Words by Edward Pickering
Sunday April 1, 2012
New route, same old winner. Tom Boonen took a deserved victory in the 2012 Tour of Flanders: he was the best sprinter among the clearly strongest riders, and there were few points in the race when he looked anything but. Can you think of a single moment, especially after co-favourite Fabian Cancellara had crashed out, when Boonen looked under threat?
With such a tough route, there was never going to be a surprise winner, but the organisers can breathe a sigh of relief that the new parcours and finish had such an illustrious champion. Boonen became the fifth rider in history to take a third Ronde, and it’s fair to say he’s by some distance the most popular man in Belgium right now.
But it’s possible that the reflected glory of Boonen’s historic win might blind us to the flaws of the new course. The arguments for and against changing the iconic Muur/Bosberg finale to a trio of finishing circuits around the Kwaremont and Paterberg have been well-rehearsed, and Lionel Birnie warned of the potential drawbacks in the run-up to the race.
However, now we have concrete evidence to go on. The Kwaremont-Paterberg combination, always damaging in previous years, where they appeared earlier on the route, cast a baleful shadow over the tactics of the race.
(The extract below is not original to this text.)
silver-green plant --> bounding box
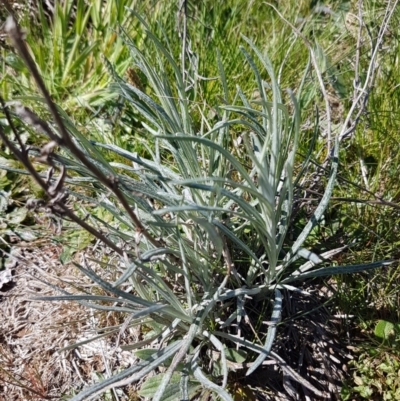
[0,11,392,401]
The most fascinating thing about cycling, which fans of marathon running can never understand, is how important strategy is. The best-designed races give the strongest a good chance of winning, but they also give the riders who aren’t the strongest an extremely fair chance themselves. Today’s Tour of Flanders gave those riders very little, unlike Milan-San Remo, two weeks ago.
The first time up the Oude Kwaremont stretched, then broke the bunch. The second time did so again. While the second lap Paterberg crash interfered with the natural development of the race, a pattern was established: the race would fragment over the climbs, but then coalesce, ready to break up again up the Kwaremont.
There was plenty of anticipation that the new finale was so hard, the riders would come in in twos and threes. But instead, it had a chilling effect on tactics. Garmin seemed to have a good plan, putting Tyler Farrar in the early break, but their leader Sep Vanmarcke simply didn’t have the strength to be able to make an advantage out of it. Nor did anybody else, except Boonen, Pozzato and Ballan.
And so the third time up the Kwaremont, the three strongest simply rode away. There was little finesse, no subtlety, just boiled-down, concentrated logic. Cycling tactics for people with short attention spans.
And what the hills had started, the cross-headwind on the run-in finished off. Any ideas Ballan and Pozzato might have had about working Boonen over were quickly blown away.
Could anybody else have won? Cancellara, of course, but he crashed out. The race after his crash was defined to some extent by his absence. But it was more defined by the absence of the Muur and Bosberg. The race is going to finish in Oudenaarde for the foreseeable future, but the organisers would be wise to tweak their route for 2013.